Mon jardin est recouvert de givre et l'herbe glacée semble pétrifiée dans le temps. De la neige fondante tapisse encore quelques coins ici et là, comme si elle me narguait, me prévenant qu'une autre fournée va encore venir. Le ciel est encore très sombre à cette heure-ci, comme si un poulpe géant déversait toute son encre dans l'atmosphère.

Je resserre mon foulard pourpre pour essayer vainement de laisser moins de froid entrer et sors mes écouteur pour les enfoncer dans mes oreilles. Je prends mon sac de cours, le balance sur mon épaule et attrape mon classeur. Je m'apprête à franchir le seuil lorsque sa voix m'interpelle.

-Estelle, attends! a-t-elle dit de sa voix éraillée. Tu ne veux pas me dire au revoir avant de partir pour l'école?

Je me retourne vers ma mère. Elle est toujours dans son long pyjama à fleur et est en train de boire un thé brûlant. Elle n'a jamais eu l'air aussi exténuée. De longs cernes noirs paradent sous ses yeux et ses joues creusée laissent apparaître quelques rides. Ma mère semble avoir pris un de ces coups de vieux, depuis ce jour-là, depuis qu'on lui a annoncé sa tumeur au cerveau.
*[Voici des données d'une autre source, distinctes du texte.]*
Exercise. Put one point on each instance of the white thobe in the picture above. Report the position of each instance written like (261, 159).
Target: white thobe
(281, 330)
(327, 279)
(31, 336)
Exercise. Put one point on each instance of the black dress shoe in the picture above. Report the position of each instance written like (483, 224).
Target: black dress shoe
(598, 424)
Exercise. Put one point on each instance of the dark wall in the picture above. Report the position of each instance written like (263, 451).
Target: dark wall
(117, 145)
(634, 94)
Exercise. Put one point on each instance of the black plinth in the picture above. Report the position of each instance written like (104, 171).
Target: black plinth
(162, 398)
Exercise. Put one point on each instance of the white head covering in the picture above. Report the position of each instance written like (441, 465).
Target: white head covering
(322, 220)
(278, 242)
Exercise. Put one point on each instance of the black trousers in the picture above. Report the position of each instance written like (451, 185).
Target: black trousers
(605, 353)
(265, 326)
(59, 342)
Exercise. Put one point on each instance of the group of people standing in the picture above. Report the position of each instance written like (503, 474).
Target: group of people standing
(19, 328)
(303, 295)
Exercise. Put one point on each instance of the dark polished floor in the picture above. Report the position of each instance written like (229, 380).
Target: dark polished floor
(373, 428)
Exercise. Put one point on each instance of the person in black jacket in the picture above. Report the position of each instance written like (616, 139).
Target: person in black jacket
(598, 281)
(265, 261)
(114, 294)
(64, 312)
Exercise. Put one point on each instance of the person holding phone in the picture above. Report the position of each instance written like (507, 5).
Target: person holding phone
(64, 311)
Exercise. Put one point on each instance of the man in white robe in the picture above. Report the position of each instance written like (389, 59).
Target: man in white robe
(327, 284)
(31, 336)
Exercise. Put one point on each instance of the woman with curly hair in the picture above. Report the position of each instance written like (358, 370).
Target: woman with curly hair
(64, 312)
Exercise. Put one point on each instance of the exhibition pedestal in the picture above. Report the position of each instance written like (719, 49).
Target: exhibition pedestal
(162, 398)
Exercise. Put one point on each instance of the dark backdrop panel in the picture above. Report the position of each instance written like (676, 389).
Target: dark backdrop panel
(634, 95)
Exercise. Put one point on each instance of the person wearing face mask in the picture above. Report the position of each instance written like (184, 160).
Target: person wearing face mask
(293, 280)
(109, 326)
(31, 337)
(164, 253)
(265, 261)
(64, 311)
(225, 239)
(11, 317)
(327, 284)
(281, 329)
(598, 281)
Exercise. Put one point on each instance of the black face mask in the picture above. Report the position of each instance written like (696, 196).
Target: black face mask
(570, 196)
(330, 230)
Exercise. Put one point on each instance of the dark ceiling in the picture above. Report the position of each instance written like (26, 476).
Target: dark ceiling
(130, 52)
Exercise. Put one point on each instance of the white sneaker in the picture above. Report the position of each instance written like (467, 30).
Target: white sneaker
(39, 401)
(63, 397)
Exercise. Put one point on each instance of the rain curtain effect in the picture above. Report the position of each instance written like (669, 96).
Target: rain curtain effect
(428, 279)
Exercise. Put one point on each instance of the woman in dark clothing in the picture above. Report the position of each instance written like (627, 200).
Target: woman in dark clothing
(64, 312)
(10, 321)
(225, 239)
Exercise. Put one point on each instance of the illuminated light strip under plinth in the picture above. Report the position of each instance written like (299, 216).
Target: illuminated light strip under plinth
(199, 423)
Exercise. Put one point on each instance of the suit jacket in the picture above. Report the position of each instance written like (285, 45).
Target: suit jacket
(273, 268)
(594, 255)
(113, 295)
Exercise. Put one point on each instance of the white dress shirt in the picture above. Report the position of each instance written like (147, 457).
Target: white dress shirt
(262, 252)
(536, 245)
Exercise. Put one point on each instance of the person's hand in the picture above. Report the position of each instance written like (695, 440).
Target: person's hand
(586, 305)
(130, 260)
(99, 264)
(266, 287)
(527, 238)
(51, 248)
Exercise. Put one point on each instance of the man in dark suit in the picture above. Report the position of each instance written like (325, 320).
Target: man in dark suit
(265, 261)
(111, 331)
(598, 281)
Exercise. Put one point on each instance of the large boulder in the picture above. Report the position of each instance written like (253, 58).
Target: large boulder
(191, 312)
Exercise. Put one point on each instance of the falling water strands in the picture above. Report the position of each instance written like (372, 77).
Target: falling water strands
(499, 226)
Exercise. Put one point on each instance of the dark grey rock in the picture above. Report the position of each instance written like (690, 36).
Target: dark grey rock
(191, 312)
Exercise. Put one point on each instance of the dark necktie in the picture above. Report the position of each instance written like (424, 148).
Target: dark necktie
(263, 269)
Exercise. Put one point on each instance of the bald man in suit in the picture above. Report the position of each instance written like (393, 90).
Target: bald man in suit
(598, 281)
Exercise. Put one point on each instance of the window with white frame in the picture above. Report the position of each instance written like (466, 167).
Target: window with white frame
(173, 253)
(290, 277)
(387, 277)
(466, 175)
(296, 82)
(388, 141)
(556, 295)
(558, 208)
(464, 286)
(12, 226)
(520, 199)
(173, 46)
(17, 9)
Ses chimios l'ont éreintée, presque anéantie, mais le plus important pour le moment c'est qu'elle avait survécu, que le cancer avait disparu.

-J'ai pas l'temps, maman, ai-je déclaré en faisant mine de regarder l'heure sur mon téléphone. J'vais rater mon train.

-Ah, d'accord. A tout à l'heure, alors, ma chérie.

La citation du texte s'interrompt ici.